I'm talking about requirements for a program to make these
kinds of inferences.
> I hate to harp on about this, but you seem to be ignoring the fact
> that this doesn't happen so easily.
Please keep 'harping'! You're helping me straighten out my
thoughts, and giving me new insights.
> For example, can you demonstrate
> that in the sentence above, "the bird" refers to the specific red
> robin on the front lawn? Yes, you can. But can a computer?
The computer would look up every word in the sentences and
retrieve the synset numbers. From 'robin', one of those synsets
would be the right one: a kind of bird. The only bird described
in the first sentence is 'a red robin on my front lawn'.
In the second sentence, the computer finds the word 'bird',
which is a class name for birds of every kind. One reasonble
conclusion that could be available from the list of all possible
interpretations is that the 'bird' in sentence 2 is the same
as the 'robin' in sentence 1.
Yes, there are many possible interpretations. Yes the bird
in sentence 2 could be different than the robin in sentece 1.

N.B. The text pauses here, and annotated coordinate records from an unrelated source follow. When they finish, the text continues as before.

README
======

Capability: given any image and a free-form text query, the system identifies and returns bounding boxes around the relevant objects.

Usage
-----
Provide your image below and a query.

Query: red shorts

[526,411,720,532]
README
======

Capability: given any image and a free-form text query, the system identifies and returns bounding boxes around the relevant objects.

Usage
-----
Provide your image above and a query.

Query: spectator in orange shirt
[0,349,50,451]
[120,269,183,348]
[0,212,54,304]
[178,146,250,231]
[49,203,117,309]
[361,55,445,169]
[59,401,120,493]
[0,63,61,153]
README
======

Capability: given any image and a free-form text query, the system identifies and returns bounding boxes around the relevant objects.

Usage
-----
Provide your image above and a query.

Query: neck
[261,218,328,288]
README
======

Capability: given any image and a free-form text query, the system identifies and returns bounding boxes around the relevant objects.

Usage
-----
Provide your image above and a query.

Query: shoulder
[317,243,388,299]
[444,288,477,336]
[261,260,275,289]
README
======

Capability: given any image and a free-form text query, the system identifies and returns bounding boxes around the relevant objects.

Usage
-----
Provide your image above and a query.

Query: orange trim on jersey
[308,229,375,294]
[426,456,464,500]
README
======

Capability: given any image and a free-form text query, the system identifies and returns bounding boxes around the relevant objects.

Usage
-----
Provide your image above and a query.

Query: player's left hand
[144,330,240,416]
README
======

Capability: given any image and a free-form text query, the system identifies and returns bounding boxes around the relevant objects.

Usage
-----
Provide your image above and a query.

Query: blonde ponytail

But most people would interpret this simple example in the way
I gave. The challenge is to organize the computer's list of
choices in order by what's most probable. To do that, the
computer would have to first look at a lot of humanly written
text, annotated as to meaning, and organized as to probable
interpretations.
I'm not saying this is easy; it isn't. That's why its never
been done to the level most people would consider full scale
natural language processing. But every year, the technology
gets better at this task. Its just a question of time before
we arrive at a something most people will accept as adequate
for limited uses.
>There's
> no magic here -- everything has to happen via inferences that are
> sound and reasonable (and I mean that in both senses), and the
> leap from "red robin" to "the bird" is nigh impossible for a
> computer to make without error.
Its even nearly impossible for people to make without error. I
don't expect the computer to be better than people any time in
my life span, but I do think improvements are coming albeit
slowly.
> Things that seem straightforward
> to us in anecdotal examples are by no means so in actual usage.

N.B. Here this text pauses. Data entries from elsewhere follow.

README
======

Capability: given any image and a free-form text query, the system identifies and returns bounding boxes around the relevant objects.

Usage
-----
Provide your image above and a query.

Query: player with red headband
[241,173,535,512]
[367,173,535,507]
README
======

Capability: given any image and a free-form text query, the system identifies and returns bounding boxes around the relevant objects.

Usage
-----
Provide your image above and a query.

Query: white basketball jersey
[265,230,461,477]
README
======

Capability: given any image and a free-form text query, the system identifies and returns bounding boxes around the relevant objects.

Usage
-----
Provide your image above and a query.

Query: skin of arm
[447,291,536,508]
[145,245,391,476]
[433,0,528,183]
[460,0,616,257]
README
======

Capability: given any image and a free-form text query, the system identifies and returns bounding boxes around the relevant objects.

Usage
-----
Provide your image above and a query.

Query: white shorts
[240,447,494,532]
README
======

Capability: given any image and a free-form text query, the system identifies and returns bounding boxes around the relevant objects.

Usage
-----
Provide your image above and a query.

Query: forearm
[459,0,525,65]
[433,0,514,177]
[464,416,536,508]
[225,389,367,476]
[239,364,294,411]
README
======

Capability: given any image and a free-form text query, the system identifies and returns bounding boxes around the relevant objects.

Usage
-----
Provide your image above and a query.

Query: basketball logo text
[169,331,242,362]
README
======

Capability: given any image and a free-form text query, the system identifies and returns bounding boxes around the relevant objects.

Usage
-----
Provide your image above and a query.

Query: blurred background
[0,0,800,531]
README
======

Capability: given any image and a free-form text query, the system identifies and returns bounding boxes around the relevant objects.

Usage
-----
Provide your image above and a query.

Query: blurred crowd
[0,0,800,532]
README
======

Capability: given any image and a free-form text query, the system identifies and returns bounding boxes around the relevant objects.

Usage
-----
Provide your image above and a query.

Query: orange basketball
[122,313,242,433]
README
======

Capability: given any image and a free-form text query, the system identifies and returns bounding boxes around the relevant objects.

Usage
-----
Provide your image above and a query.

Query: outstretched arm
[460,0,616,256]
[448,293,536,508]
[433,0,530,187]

> Just knowing what a demonstrative pronoun refers to is very tricky
> business.
Yes, there are lots of examples of how pronouns can be used in
controlled texts. So list the possible interpretations. Then
look at the individuals mentioned in the context, and choose one
using the best historic material available.
> [and yes I'm being picky, because I think to some degree we need
> to be very careful in how we describe these systems, to avoid
> the "magic" creeping in.]
>
> Murray
Agreed.
Rich